Why you should target a high savings rate
Why you should target a high savings rate

There are various reasons to save money. Emergencies may arise anytime, for which you would need money. You would also need to set aside money for unexpected happenings, future fallbacks, and all major milestones of your life. Saving money today allows you to enjoy greater financial security in the future. Once you are convinced that you should save money for all these reasons, the next step is to start practising it. Improving the savings rate helps you reach your desired goal with ease.
What is the savings rate?
Savings rate refers to the percentage of money that you save out of your total earnings or gross income. The higher the amount you save, the more money you accumulate for your long-term goals like retirement, children’s higher education, home buying or emergency funds, etc. When it comes to financial planning, the savings rate plays an important role. As you cannot control the other major factors that influence your investment success such as market conditions and investment performance, increasing your savings rate can help you achieve your goals smoothly.
Why is a high savings rate important?
Savings include investments for the long-term like retirement and also for short-term goals. Your financial progress depends on how much you are keeping aside for yourself every month. The savings rate is something that you can have complete control over by managing your expenses or by boosting your income. Hence, it is important to pay more focus on savings rate than just paying attention to how the market is performing. Thus, a high savings rate can be extremely important for your investment success and to maximize the wealth over the long term.
To understand the importance of a high savings rate, it is crucial to know how the savings rate is calculated and how it impacts your long-term goals.
Savings rate calculation
The savings rate is calculated by dividing your monthly savings amount by your gross monthly income. The amount that you save after all your expenditure including the tax outgo from your gross monthly income decides the rate of your savings. For example, your gross income for the month is INR 2,00,000 and you set aside INR 35,000 every month for savings/investment. Now, let’s calculate your savings rate.
Savings rate = Monthly savings amount / Gross monthly income
= INR 35,000 / INR 2,00,000
= 17.5%
Now, let’s see how your savings rate impacts your financial journey. Let’s say you are saving for your retirement goal. Two factors that we always consider for retirement planning are the time frame and the rate of return expected out of an investment option. But, the amount of saving that you do or your savings rate contributes more to your retirement planning. Let’s understand this with an example. Let’s say you are saving INR 20,000 towards your retirement out of your gross monthly income of INR 2,00,000. This means, your savings rate is 10%. If you invest 20,000 in a systematic investment plan for 25 years for retirement, it can build a corpus of INR 3.79 Cr at a 12% expected rate of return. Now, if you increase your savings rate to 15%, i.e., 30,000 invested in a systematic investment plan for 25 years, it can build a corpus of INR 5.69 Cr at the same 12% expected rate of return. With a high savings rate, you can maximize your investment success.

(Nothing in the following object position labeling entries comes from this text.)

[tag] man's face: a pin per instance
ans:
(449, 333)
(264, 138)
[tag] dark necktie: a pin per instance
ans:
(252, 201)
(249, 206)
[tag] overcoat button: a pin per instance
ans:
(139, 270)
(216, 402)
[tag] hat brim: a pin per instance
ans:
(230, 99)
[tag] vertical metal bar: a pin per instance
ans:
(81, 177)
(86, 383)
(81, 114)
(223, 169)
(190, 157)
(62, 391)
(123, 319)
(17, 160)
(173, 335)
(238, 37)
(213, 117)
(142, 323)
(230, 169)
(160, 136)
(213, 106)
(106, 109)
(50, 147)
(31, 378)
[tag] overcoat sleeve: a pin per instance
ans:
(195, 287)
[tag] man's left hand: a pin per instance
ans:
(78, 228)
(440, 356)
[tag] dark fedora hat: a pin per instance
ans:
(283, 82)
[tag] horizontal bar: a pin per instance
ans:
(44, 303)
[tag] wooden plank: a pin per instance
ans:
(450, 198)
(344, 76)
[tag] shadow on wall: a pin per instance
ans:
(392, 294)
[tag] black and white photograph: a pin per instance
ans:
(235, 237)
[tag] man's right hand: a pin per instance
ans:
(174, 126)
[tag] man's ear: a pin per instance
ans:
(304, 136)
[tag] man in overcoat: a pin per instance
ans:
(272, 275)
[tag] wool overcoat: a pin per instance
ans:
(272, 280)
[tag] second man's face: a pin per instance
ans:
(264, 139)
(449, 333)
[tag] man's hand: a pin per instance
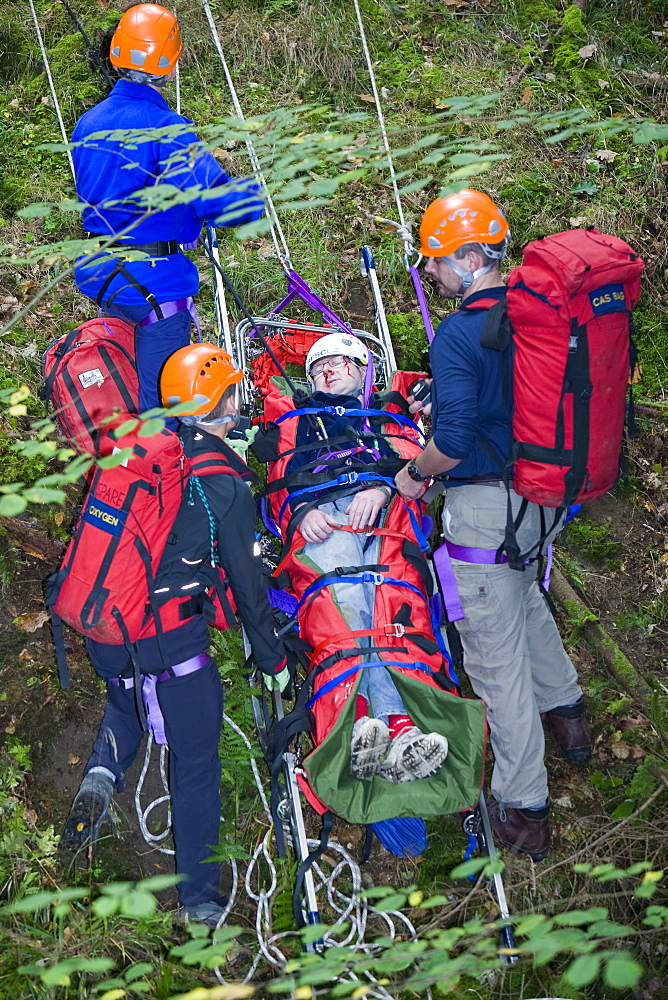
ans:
(415, 406)
(315, 526)
(365, 508)
(407, 487)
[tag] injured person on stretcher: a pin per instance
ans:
(385, 740)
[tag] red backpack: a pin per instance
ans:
(105, 588)
(565, 330)
(90, 374)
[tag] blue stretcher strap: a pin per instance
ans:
(341, 411)
(375, 578)
(345, 479)
(282, 600)
(340, 678)
(417, 530)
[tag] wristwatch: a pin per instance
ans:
(415, 473)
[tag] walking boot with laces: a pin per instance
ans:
(525, 831)
(210, 912)
(414, 755)
(569, 729)
(370, 742)
(89, 811)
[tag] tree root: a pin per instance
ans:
(615, 660)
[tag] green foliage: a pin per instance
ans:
(594, 541)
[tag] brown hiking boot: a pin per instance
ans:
(569, 729)
(526, 831)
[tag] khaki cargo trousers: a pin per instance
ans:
(513, 654)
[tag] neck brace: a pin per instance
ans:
(467, 277)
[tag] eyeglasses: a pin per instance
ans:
(337, 361)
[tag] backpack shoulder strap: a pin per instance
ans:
(496, 331)
(208, 463)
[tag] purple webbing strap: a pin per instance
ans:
(446, 577)
(297, 287)
(170, 309)
(422, 302)
(467, 553)
(154, 716)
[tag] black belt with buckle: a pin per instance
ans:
(161, 248)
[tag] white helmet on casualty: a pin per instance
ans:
(333, 345)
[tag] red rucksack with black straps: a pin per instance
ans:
(565, 330)
(90, 374)
(105, 588)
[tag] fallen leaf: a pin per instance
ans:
(607, 155)
(30, 621)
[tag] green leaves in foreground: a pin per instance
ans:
(586, 942)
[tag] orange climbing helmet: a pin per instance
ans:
(198, 373)
(148, 39)
(466, 217)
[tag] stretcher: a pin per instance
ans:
(308, 749)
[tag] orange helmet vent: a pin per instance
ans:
(466, 217)
(148, 39)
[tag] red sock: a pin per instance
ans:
(361, 707)
(397, 724)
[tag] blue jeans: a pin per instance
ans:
(356, 602)
(153, 345)
(193, 710)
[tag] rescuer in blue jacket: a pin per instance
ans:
(155, 293)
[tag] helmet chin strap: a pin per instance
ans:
(228, 418)
(467, 277)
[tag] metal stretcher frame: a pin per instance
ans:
(247, 345)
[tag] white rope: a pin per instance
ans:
(379, 112)
(54, 96)
(277, 233)
(337, 888)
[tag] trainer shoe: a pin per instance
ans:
(525, 831)
(414, 755)
(88, 813)
(369, 744)
(209, 912)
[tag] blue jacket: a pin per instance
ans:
(467, 391)
(110, 170)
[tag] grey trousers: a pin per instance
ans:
(513, 654)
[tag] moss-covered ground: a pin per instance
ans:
(537, 56)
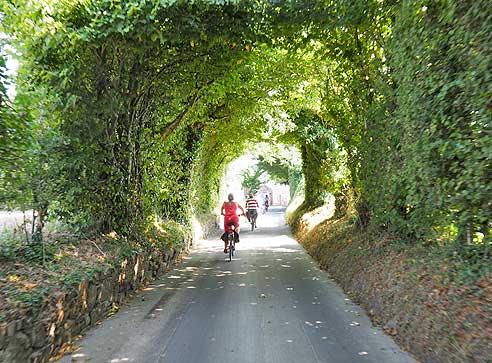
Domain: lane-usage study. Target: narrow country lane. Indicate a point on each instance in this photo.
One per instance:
(270, 304)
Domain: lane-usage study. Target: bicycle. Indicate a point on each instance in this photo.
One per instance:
(252, 218)
(231, 244)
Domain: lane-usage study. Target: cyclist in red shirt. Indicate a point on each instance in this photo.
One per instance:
(229, 211)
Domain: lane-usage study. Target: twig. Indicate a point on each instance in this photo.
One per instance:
(95, 244)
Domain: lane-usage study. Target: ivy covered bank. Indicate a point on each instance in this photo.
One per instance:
(126, 114)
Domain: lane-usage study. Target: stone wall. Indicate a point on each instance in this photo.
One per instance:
(42, 332)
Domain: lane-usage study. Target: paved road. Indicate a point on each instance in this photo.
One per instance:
(270, 304)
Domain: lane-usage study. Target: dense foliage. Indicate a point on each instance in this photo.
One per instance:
(137, 107)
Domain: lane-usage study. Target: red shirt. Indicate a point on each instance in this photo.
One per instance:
(230, 209)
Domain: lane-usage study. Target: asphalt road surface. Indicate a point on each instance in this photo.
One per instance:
(270, 304)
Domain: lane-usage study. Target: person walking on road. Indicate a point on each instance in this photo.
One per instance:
(252, 206)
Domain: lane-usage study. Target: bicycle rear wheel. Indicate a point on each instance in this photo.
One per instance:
(231, 246)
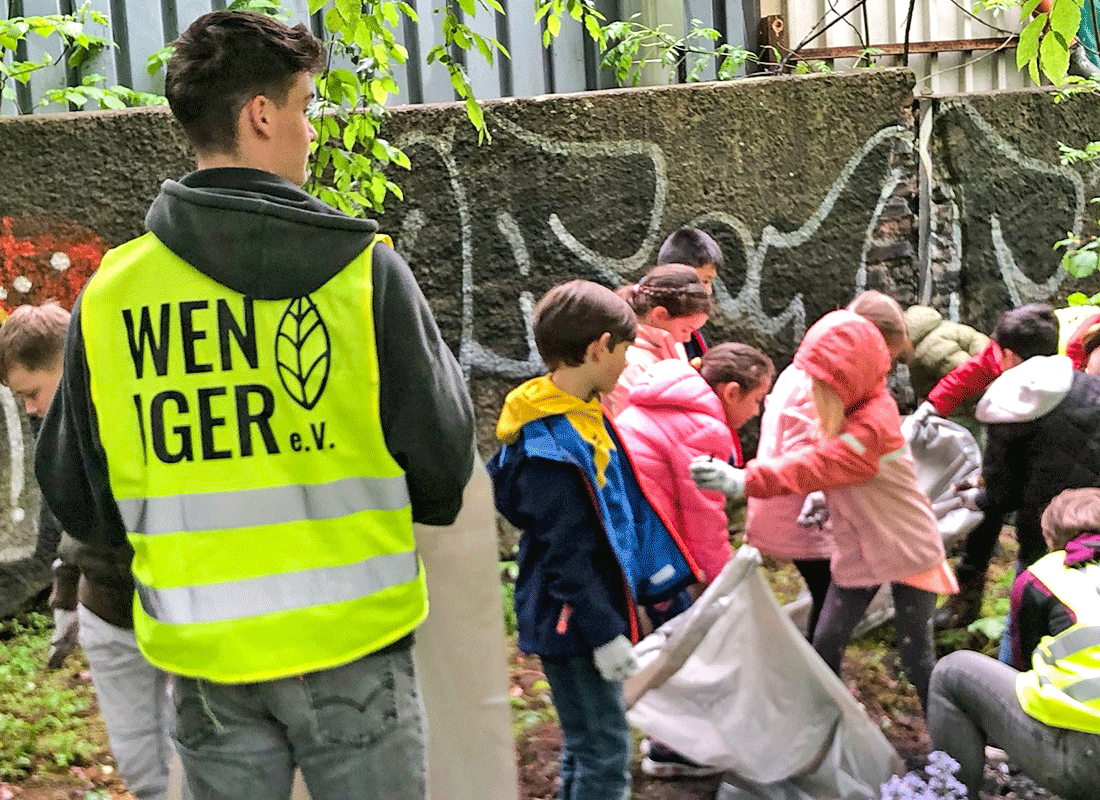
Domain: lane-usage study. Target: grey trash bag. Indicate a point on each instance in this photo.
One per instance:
(730, 682)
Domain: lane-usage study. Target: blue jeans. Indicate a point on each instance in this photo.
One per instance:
(355, 731)
(595, 759)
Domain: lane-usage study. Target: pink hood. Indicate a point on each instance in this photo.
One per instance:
(650, 344)
(882, 523)
(673, 416)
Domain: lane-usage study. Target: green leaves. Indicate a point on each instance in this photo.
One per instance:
(1044, 43)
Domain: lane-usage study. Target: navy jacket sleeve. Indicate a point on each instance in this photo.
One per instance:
(575, 560)
(1002, 462)
(69, 461)
(427, 415)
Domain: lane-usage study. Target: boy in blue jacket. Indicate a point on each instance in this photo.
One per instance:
(592, 545)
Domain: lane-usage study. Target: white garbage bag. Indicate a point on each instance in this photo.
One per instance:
(733, 683)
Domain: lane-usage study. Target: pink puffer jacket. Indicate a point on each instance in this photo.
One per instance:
(650, 344)
(789, 422)
(882, 523)
(674, 416)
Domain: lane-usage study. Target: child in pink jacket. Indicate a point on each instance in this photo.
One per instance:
(774, 525)
(677, 413)
(882, 523)
(670, 302)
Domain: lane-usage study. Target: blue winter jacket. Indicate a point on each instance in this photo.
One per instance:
(587, 554)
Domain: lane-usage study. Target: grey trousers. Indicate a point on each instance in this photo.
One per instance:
(358, 732)
(972, 702)
(134, 701)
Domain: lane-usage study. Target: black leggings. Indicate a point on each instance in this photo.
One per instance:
(818, 577)
(913, 610)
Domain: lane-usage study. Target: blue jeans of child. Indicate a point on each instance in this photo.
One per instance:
(595, 759)
(355, 731)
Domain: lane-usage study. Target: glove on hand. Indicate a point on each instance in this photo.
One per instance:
(710, 473)
(814, 511)
(64, 639)
(615, 659)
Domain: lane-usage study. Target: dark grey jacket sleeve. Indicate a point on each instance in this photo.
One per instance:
(427, 415)
(69, 461)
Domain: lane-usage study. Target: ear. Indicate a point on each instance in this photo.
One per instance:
(255, 117)
(732, 392)
(598, 348)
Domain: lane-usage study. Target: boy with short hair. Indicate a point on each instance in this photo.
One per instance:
(694, 248)
(1025, 336)
(92, 589)
(592, 546)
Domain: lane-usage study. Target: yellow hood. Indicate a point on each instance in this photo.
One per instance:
(539, 397)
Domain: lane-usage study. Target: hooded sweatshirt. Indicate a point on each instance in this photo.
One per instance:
(265, 238)
(650, 344)
(1044, 437)
(882, 523)
(674, 416)
(789, 423)
(592, 545)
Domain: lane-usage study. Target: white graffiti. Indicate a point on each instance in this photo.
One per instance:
(747, 304)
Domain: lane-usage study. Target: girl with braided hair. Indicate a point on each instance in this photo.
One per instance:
(671, 303)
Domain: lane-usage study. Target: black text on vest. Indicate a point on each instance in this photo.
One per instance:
(199, 424)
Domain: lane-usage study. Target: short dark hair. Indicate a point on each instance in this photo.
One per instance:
(1029, 330)
(33, 337)
(734, 362)
(674, 287)
(691, 247)
(226, 58)
(573, 315)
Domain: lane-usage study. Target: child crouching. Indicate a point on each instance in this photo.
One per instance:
(592, 545)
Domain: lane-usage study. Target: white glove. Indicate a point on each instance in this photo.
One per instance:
(923, 413)
(64, 638)
(814, 511)
(710, 472)
(615, 659)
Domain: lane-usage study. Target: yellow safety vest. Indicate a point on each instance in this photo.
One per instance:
(272, 528)
(1063, 687)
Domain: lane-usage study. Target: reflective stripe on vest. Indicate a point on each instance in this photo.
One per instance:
(272, 593)
(1063, 687)
(272, 528)
(262, 506)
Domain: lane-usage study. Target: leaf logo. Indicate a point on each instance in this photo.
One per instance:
(303, 352)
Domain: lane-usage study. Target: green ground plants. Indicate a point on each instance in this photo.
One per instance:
(46, 716)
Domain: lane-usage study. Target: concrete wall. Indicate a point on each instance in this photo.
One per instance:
(811, 184)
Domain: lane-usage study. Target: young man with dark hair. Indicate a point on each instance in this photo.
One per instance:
(92, 591)
(592, 544)
(693, 248)
(1042, 419)
(257, 397)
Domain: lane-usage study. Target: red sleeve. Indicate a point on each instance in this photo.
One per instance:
(966, 380)
(1074, 348)
(845, 460)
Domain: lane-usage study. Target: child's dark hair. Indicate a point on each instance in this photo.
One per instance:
(573, 315)
(733, 362)
(226, 58)
(674, 287)
(691, 247)
(1029, 330)
(33, 337)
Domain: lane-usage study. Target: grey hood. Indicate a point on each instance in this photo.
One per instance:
(254, 232)
(1026, 392)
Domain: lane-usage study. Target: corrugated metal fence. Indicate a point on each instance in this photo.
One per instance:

Tips to maximize your savings rate
The following are some of the important tips to improve your savings rate:
- Set a target savings rate
Setting a savings rate should be the first thing before you even start with a spending plan. Instead of saving the extra money that is left after spending, it’s better to decide the amount that needs to be saved before you even plan your monthly budget. Once you set the target savings rate, you can trim your spending accordingly. For example, you decide to follow a simple 50/30/20 rule, wherein 20% of your income should be put aside for savings. You can save more if you want, but not less. Maximum of 50% towards necessities and 30% for other expenses. When you have this plan in place, you can create a budget accordingly.
- Automate your savings
When you automate your savings, a certain percentage of your income automatically gets saved even before you plan to spend it. Automatic savings options are many such as systematic investment plans, bank recurring deposits, etc. You can seek expert help to plan your finances based on your financial situation, future goals, risk-taking ability, return expectation, and time frame.
- Boost your income
You can increase your savings rate just by cutting down on spending habits. You can also do so by boosting your income. Earning more is also a great way to save more money. Remember to avoid lifestyle inflation as you earn more, then only you would be able to save more. Your skills and earning ability are your greatest asset that can help you reach all milestones in your life successfully.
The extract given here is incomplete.